Mr Kilmister, a computer engineer, told the judge that he had been sexually abused by two of the grandchildren, one male and one female.
He alleged he was beaten for wetting the bed, given scraps to eat while the others ate normal fare, and humiliated by being dressed in rags.
He claimed he was bullied and tormented, required to do excessive chores around the house, and forced to use rags for towels.
Mr Kilmister told the judge he was treated quite differently from the woman's mokopuna.
"I wasn't family and not entitled to privileges."
Even sitting on the upholstered sofa was considered a privilege.
He claimed that he and another, female, foster child, who arrived later, were forced to turn their backs on the television while the rest watched programmes.
In the eight years he spent in the foster home, he was not allowed to watch television.
At night he had to use the long drop, while the grandchildren could use a toilet on the porch.

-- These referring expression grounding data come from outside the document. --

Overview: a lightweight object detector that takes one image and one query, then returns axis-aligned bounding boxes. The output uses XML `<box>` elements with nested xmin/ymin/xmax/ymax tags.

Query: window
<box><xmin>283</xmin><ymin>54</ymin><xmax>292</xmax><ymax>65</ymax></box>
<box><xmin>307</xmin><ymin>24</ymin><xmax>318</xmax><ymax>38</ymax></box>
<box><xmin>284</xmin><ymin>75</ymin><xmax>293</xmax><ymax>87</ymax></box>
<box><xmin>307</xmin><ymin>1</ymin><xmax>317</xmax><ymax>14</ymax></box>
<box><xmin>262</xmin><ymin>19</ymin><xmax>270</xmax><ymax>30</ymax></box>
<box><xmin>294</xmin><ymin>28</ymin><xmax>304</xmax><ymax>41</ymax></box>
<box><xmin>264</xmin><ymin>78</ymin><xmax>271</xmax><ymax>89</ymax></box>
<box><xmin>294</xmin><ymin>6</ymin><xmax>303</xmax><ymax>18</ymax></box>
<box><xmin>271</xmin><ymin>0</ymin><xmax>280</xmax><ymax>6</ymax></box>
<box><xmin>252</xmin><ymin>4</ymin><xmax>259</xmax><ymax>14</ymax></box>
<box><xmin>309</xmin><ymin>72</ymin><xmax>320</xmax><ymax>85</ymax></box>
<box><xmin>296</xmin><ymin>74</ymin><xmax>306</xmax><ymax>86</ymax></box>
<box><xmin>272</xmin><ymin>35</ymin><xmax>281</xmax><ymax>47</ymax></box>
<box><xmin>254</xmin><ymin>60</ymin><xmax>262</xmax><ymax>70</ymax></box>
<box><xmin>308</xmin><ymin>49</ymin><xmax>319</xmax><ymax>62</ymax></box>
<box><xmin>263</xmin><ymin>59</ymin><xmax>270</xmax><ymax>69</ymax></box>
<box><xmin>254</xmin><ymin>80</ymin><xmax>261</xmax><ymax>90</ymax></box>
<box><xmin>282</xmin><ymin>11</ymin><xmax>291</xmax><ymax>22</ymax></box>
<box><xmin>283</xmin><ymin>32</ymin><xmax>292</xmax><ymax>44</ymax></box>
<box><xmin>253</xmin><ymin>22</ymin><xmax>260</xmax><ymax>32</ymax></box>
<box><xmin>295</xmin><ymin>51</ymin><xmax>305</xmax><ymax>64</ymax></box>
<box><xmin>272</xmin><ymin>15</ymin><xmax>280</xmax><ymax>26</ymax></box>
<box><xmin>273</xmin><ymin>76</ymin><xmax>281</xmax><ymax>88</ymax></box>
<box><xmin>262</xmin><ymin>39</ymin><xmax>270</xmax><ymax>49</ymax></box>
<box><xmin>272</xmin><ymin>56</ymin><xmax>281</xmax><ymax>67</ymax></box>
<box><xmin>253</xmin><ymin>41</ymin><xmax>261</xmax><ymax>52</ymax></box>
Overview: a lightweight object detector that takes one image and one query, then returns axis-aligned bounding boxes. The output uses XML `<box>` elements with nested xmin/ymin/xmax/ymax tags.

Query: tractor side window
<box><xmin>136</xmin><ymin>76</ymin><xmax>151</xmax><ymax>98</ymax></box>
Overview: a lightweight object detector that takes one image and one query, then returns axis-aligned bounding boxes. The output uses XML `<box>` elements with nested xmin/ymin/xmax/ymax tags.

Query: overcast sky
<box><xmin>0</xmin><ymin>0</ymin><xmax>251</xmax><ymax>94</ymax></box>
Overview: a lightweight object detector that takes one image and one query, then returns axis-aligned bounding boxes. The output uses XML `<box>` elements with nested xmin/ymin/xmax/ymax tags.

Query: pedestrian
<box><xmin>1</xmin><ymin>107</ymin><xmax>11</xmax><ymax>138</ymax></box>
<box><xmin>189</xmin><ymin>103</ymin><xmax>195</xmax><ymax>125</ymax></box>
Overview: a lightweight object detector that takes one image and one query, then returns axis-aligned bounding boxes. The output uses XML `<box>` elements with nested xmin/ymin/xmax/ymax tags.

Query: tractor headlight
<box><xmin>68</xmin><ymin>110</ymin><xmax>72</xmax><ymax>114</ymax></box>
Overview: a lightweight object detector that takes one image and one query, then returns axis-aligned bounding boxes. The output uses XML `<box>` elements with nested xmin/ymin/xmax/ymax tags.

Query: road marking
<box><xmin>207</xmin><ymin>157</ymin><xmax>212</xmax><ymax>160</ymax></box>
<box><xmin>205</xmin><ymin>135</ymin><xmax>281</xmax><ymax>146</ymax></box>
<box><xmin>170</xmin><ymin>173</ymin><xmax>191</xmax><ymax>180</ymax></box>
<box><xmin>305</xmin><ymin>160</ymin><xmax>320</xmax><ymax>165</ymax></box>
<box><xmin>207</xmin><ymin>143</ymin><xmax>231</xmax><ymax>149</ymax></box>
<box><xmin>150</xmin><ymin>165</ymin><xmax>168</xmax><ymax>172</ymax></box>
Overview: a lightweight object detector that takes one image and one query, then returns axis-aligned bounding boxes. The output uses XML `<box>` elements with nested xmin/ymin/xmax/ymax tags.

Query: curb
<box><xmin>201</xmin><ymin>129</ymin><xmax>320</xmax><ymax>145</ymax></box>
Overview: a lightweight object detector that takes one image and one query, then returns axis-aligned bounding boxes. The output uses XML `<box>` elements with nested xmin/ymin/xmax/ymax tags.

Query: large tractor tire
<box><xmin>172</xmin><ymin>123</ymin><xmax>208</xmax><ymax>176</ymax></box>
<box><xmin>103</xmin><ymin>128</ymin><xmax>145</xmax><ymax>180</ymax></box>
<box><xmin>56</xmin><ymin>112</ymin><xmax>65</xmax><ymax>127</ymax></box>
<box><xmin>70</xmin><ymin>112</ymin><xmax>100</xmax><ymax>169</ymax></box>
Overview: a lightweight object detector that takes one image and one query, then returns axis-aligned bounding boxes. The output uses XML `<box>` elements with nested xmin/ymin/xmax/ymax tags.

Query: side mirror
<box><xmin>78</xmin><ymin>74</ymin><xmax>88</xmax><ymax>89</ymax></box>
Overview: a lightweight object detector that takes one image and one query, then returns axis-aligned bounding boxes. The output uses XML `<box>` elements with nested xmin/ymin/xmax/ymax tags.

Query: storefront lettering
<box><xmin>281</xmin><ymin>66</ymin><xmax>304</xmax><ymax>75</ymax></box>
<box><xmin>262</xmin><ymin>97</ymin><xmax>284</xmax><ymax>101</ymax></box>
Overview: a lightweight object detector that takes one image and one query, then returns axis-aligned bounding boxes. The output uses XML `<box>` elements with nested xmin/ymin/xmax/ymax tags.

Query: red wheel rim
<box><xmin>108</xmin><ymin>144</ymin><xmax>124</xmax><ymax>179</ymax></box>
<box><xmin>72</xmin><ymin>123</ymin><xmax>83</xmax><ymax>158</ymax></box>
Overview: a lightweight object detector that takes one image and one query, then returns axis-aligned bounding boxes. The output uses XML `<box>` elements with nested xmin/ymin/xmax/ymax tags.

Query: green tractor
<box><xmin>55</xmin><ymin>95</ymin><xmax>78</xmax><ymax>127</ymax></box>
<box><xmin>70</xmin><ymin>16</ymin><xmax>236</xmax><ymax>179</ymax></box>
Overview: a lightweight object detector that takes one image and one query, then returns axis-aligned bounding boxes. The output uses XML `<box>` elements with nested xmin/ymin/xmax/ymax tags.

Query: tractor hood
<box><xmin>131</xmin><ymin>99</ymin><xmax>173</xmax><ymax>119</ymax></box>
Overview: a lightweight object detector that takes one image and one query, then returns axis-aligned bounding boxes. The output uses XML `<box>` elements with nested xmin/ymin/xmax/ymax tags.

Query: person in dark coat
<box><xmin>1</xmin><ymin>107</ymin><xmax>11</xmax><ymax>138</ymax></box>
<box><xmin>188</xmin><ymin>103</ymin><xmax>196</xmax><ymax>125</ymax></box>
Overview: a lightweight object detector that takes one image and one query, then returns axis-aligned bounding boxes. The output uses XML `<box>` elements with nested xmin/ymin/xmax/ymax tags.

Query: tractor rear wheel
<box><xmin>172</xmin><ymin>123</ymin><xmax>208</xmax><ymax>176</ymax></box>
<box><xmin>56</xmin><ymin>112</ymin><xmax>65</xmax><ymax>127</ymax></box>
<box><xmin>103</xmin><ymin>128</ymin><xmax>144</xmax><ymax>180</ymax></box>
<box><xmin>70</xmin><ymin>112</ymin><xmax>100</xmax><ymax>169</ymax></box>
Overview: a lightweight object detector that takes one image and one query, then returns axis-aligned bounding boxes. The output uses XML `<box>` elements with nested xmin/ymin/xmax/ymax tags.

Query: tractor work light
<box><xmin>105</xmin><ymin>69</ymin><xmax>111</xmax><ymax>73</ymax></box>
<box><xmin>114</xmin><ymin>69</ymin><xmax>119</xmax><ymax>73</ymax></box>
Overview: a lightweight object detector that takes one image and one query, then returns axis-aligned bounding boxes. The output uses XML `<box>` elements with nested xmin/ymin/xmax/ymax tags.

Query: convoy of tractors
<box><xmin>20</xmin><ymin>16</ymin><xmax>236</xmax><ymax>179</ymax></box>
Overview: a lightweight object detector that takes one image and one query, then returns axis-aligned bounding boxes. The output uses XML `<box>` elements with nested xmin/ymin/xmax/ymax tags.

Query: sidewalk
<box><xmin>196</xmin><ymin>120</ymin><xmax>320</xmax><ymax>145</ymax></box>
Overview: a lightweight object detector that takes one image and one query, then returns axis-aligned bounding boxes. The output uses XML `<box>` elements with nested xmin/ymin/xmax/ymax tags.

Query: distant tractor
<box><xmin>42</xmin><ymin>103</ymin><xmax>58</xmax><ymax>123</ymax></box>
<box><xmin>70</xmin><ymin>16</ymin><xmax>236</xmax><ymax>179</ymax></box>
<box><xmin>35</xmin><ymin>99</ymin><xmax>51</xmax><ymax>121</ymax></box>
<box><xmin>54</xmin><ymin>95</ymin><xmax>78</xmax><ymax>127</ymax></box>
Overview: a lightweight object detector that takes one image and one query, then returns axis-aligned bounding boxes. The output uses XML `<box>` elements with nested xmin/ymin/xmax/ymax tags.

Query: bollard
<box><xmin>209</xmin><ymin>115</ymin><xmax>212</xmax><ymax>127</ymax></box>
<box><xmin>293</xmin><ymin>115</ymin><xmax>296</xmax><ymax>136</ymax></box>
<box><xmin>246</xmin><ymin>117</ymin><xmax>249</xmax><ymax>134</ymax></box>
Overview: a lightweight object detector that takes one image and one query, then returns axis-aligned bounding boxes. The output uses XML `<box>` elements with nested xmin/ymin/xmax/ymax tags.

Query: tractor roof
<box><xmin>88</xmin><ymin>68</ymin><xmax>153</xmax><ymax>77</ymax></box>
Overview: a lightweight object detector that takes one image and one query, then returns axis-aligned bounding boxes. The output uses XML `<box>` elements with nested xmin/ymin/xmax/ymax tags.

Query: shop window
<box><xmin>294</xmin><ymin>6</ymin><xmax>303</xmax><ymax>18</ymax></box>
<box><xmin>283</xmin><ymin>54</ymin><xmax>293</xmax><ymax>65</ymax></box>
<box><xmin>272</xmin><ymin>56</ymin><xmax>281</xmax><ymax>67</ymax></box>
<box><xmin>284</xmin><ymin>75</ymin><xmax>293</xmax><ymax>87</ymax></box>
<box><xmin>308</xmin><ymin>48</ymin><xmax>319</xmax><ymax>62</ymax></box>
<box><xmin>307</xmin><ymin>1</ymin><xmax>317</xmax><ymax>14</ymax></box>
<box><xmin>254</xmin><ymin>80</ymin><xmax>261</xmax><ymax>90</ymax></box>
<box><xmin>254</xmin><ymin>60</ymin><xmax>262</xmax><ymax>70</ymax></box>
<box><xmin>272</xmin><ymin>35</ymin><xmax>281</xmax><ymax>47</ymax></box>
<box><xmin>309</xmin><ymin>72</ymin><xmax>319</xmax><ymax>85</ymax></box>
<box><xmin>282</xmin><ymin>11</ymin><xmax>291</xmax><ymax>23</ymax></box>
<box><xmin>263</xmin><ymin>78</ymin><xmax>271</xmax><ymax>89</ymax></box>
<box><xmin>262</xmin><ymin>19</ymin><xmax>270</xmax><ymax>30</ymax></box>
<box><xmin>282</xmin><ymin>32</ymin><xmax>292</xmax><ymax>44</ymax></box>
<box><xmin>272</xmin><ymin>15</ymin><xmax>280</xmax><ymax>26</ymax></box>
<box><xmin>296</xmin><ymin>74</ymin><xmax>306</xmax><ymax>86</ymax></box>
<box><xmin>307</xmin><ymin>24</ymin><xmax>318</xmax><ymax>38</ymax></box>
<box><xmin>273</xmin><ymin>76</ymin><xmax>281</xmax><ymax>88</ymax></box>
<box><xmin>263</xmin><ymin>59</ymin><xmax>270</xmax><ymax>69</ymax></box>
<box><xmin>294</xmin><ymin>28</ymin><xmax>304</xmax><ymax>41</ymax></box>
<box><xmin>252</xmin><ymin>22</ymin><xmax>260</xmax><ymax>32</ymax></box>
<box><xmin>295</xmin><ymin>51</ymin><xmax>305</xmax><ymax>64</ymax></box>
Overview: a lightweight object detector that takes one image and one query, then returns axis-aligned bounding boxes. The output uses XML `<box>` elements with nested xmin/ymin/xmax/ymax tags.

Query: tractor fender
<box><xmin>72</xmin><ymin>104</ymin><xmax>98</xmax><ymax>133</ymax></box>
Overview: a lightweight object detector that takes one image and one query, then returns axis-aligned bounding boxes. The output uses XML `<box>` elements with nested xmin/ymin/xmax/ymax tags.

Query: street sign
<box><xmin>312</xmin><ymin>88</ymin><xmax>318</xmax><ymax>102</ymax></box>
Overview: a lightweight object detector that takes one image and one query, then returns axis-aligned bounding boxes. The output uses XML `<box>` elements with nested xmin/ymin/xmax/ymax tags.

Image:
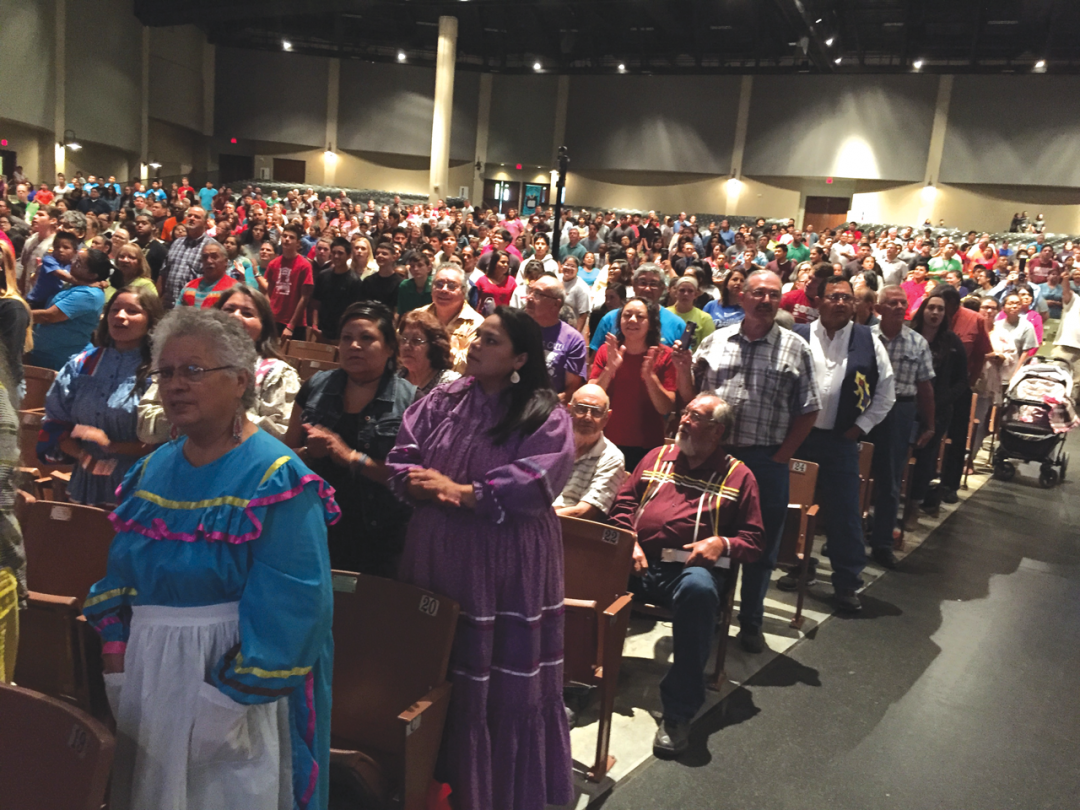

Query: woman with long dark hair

Mr Kilmister claimed that when he arrived at the home, his clothes were taken from him and he was given old hand-me-downs to wear.
He was given good clothes and shoes only when a social worker arranged a visit, and he was the butt of ridicule at school for the old, badly patched clothes he wore.
Mr Kilmister also claimed that birthday and Christmas presents brought by social workers were taken from him and given to the other children.
Corporal punishment, he told the judge, was a "family affair." He was tormented and bullied and the children hit him and the other foster child any time they felt like it.
They had to slave in the garden while the grandchildren did little work other than order the two foster children around.
He claimed they were "little more than servants" for the family.
The grandmother once made him eat a maggoty chicken carcass and the children made him eat a dead rat. They often spat and did other unspeakable things with his food.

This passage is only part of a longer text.